Home Medizin Spiegeln die Richtlinien zum Zugang zu Verhütungsmitteln in den USA individuelle Vorlieben und das Recht auf Selbstbestimmung wider?

Spiegeln die Richtlinien zum Zugang zu Verhütungsmitteln in den USA individuelle Vorlieben und das Recht auf Selbstbestimmung wider?

von NFI Redaktion

Neueste Forschungsstudie, die in The Lancet Regional Health – Amerika veröffentlicht wurde, untersucht die bevorzugte Verhütungsmethode der breiten Bevölkerung der USA im Alter von 15 bis 44 Jahren und die Gründe für die Nichtverwendung von Verhütungsmitteln. Unterschiede in den Präferenzen basieren auf soziodemografischen Faktoren.

Studie: Schätzungen zur Verwendung der bevorzugten Verhütungsmethode in den Vereinigten Staaten: eine bevölkerungsbasierte Studie

Quelle: Bigc Studio/Shutterstock.com

Hintergrund

Gleichberechtigung im Bereich der sexuellen und reproduktiven Gesundheit ist integral für die Selbstbestimmung und den würdevollen Umgang mit der eigenen Fruchtbarkeit. Kürzlich aufgehobene Abtreibungsgesetze in den USA machen die Gleichberechtigung in der reproduktiven und sexuellen Gesundheit noch wichtiger.

Der Zugang zu Verhütungsmitteln wird häufig durch Fehlinformationen, die Einschränkung bestimmter Methoden und falsche Vorstellungen über Verhütung erschwert.

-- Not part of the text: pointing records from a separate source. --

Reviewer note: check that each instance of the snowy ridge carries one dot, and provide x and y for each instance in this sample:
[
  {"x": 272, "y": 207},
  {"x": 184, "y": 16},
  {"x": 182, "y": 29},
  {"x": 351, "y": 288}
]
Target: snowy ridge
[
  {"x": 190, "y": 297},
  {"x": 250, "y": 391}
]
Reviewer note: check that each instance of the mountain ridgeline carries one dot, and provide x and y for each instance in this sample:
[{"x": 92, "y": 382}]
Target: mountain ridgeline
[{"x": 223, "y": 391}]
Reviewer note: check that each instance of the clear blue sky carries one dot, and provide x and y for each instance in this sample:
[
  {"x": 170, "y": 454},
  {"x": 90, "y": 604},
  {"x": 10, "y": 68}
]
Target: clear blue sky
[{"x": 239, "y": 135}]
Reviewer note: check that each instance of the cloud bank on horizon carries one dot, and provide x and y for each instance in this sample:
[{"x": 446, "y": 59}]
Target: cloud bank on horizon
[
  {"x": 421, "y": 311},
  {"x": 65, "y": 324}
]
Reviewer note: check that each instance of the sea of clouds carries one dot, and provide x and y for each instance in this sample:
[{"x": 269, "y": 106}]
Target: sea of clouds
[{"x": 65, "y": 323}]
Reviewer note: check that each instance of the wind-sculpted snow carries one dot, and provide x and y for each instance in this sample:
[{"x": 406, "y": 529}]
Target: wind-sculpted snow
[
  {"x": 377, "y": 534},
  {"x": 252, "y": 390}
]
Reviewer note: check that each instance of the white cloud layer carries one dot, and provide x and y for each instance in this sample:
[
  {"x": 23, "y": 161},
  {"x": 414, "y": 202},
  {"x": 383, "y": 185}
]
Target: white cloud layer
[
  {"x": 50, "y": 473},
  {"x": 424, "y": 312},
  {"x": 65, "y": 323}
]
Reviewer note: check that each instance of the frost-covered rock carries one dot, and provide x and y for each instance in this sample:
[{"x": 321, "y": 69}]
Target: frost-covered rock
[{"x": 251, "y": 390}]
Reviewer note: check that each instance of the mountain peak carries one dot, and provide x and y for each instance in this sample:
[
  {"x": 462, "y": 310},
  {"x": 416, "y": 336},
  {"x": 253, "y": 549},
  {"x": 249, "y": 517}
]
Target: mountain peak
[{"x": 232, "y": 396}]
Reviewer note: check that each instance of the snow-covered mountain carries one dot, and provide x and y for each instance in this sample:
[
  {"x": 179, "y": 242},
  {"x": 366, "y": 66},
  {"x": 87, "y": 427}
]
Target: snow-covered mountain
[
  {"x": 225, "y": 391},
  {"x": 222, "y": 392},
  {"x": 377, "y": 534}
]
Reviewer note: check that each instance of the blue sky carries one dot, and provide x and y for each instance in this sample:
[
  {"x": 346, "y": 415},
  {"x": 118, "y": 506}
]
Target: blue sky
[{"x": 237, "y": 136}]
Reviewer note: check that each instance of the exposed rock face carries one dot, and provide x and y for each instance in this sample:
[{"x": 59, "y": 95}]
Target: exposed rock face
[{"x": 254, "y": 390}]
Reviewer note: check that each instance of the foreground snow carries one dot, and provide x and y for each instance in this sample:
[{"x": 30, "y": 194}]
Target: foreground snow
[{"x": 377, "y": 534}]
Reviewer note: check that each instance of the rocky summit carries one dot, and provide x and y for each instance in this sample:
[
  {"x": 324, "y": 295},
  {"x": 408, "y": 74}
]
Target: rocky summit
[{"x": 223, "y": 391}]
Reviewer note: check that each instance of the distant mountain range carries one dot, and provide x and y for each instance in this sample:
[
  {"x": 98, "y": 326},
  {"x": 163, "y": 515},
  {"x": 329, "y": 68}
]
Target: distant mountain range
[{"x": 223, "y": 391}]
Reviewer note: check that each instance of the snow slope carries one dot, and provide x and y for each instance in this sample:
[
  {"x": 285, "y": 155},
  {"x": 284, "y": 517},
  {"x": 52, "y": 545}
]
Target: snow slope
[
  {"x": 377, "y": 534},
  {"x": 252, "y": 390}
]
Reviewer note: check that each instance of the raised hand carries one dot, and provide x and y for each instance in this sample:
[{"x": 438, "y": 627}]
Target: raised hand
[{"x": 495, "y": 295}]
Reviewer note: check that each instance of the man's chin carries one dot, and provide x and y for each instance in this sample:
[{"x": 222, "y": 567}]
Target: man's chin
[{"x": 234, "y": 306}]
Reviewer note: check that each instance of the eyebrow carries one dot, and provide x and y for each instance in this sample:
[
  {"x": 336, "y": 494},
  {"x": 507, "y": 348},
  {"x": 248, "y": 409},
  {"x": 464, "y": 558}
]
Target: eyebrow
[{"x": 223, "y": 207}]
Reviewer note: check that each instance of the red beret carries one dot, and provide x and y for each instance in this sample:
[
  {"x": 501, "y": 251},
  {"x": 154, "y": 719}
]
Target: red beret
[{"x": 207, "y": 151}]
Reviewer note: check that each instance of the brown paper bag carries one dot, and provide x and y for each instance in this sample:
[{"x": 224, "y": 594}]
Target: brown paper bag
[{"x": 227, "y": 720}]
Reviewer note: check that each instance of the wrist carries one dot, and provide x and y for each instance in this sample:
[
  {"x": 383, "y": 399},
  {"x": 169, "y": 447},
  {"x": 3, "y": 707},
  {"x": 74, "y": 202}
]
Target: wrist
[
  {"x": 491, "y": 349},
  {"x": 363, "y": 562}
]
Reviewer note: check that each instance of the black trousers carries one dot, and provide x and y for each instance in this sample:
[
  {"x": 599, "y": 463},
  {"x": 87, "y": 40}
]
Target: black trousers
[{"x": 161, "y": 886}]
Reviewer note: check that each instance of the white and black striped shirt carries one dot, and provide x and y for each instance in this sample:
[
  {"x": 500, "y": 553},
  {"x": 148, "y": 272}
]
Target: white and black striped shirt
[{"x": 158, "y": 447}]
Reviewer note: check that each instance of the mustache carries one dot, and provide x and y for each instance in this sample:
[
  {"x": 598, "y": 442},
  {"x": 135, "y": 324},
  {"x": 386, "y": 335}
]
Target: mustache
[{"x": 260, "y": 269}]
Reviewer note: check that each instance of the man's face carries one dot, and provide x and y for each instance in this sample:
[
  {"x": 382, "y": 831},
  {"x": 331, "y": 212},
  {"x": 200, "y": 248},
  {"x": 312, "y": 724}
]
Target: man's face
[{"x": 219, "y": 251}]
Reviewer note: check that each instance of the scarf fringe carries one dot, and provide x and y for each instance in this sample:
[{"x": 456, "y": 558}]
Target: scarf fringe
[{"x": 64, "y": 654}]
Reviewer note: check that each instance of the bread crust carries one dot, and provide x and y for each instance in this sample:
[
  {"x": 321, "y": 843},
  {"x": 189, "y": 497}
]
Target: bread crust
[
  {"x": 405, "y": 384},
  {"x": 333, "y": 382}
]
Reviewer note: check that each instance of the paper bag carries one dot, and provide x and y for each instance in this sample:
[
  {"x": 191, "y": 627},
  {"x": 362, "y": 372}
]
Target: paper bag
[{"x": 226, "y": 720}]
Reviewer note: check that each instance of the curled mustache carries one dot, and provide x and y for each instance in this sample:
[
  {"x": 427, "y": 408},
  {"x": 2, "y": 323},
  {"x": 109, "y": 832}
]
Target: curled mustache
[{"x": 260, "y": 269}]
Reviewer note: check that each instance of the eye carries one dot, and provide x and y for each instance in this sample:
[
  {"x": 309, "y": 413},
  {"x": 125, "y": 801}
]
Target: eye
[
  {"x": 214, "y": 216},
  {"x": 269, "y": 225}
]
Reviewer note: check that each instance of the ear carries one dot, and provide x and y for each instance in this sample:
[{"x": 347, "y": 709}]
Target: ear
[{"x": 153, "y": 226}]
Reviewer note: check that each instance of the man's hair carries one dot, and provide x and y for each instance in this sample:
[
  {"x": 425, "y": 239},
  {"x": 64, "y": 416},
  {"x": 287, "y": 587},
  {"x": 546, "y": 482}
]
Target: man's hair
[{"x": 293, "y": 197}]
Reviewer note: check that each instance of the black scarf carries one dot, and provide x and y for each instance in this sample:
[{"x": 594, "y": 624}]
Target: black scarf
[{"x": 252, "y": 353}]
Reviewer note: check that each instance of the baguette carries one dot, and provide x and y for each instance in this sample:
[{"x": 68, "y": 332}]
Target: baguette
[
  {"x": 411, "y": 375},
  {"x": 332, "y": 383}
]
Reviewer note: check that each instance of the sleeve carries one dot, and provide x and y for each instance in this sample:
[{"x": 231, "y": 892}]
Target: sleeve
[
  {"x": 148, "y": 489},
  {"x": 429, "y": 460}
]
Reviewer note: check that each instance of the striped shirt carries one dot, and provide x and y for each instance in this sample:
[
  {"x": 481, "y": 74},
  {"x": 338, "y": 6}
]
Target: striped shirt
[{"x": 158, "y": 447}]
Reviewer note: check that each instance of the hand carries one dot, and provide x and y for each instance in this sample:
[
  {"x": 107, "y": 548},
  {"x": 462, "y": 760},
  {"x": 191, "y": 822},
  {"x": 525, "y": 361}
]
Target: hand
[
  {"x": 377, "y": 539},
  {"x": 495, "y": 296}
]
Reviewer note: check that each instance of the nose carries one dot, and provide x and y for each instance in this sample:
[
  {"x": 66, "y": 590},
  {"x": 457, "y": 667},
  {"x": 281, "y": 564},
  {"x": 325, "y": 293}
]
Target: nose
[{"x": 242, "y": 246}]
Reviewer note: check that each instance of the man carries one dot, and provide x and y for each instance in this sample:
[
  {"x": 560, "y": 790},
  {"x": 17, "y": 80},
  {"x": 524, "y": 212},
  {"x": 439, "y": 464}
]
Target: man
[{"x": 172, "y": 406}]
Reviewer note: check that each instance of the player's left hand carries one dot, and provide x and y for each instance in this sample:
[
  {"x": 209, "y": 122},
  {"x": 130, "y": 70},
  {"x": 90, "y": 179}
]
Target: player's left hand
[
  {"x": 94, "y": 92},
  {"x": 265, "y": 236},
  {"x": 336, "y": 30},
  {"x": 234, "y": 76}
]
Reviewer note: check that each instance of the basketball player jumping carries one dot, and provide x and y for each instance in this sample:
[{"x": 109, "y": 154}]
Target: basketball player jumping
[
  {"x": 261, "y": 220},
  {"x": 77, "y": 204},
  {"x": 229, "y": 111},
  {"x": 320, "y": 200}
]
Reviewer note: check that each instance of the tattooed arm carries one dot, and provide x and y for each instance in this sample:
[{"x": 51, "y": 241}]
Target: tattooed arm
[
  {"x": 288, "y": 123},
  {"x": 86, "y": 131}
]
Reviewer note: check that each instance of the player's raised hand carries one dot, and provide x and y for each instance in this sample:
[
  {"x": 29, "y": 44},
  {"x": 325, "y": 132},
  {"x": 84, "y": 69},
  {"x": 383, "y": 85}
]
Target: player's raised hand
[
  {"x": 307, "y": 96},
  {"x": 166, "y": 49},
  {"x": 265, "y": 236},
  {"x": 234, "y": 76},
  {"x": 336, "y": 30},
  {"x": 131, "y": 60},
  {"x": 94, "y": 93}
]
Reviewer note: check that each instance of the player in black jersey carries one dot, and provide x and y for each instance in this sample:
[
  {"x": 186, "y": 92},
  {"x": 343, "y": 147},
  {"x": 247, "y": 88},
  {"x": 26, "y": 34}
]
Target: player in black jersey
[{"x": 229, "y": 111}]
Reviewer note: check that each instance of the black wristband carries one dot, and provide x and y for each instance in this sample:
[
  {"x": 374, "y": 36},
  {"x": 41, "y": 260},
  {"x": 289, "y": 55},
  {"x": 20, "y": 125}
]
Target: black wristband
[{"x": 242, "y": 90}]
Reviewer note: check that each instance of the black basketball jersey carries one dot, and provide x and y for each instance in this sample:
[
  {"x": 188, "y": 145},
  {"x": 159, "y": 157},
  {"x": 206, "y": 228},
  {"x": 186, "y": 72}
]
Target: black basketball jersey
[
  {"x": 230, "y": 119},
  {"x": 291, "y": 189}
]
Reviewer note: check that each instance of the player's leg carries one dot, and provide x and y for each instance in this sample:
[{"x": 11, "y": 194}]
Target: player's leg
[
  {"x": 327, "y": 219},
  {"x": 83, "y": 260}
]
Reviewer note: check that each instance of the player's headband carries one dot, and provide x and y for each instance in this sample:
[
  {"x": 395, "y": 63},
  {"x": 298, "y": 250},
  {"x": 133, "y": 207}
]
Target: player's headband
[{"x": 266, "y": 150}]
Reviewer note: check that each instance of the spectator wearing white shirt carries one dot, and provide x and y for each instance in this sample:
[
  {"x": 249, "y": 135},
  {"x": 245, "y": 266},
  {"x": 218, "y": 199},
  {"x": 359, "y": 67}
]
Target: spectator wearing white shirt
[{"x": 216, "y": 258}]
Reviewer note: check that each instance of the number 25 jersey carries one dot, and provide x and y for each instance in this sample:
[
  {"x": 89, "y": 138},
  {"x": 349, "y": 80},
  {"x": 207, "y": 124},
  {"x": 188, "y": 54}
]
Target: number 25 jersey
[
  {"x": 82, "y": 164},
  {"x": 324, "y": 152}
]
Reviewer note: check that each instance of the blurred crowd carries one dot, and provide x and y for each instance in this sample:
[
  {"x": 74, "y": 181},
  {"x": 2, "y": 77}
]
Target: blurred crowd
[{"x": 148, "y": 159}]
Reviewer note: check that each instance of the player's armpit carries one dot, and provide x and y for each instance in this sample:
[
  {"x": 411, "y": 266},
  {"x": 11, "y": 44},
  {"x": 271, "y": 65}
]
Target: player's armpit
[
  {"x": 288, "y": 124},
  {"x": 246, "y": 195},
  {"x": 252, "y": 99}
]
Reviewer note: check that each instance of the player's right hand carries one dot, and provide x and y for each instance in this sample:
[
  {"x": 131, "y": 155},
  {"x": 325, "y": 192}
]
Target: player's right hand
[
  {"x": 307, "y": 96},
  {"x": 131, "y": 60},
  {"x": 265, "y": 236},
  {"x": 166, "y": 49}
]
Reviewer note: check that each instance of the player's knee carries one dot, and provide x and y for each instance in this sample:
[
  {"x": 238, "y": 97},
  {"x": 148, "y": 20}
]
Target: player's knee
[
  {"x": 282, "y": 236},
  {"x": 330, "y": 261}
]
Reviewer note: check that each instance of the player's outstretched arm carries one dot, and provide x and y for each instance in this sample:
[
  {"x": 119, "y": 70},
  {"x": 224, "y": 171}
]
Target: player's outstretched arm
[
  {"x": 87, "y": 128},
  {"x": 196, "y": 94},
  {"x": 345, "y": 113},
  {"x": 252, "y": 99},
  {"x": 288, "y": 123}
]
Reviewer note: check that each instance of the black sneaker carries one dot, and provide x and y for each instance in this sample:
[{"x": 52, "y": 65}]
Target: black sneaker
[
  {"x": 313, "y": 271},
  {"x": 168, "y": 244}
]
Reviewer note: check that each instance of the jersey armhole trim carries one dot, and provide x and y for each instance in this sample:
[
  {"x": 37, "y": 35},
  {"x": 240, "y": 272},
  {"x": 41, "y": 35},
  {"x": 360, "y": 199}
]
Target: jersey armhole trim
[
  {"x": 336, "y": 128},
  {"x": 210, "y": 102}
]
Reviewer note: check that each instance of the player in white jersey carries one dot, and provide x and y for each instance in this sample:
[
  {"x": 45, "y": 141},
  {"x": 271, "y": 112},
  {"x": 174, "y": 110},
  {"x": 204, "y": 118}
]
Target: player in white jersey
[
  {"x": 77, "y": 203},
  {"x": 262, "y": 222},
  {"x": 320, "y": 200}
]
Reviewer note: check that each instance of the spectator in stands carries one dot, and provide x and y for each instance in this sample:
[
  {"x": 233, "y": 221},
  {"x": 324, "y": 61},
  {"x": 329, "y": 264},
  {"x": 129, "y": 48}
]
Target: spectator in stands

Obwohl der Einsatz von Verhütungsmitteln individuellen Vorlieben unterliegt, haben Programme und Richtlinien den Einsatz spezifischer Methoden gefördert, was das Recht des Einzelnen auf Selbstbestimmung beeinträchtigt.

Über die Studie

Die Studie konzentrierte sich auf potenzielle und aktuelle Verhütungsmittelanwender in den USA im Alter von 15 bis 44 Jahren. Sie untersuchte, wie verschiedene Aspekte des Gesundheitswesens den Zugang zu den bevorzugten Verhütungsmethoden beeinflussen.

Die aktuellen Methoden zur Verfolgung des Zugangs zu Verhütungsmitteln beruhen primär auf dem Anteil fruchtbarer Frauen, vernachlässigen jedoch die Wahl oder den Wunsch des Einzelnen nach einem Verhütungsmittel. Zudem fehlen Daten von Personen, die Verhütungsmittel aus Gründen verwenden, die nicht der Schwangerschaftsverhütung dienen.

Ergebnisse

Die Ergebnisse zeigten, dass fast ein Viertel der Verhütungsmittelanwender in den USA eine andere Verhütungsmethode bevorzugte. Gründe für die Nichtverwendung der bevorzugten Methode waren unter anderem Nebenwirkungen, mangelndes Wissen oder Sicherheitsbedenken.

Die Studie zeigte, dass Merkmale eines personenzentrierten Zugangs zur Gesundheitsversorgung, wie ausreichende Informationen und eine einfache Beschaffung der bevorzugten Verhütungsmethode, einen signifikanten Einfluss auf deren Verwendung haben.

Schlussfolgerungen

Die Ergebnisse betonen die Notwendigkeit einer personenzentrierten Verbesserung des Zugangs zu Verhütungsmitteln, um Sicherheitsbedenken, Unwissenheit und logistische Hindernisse zu überwinden.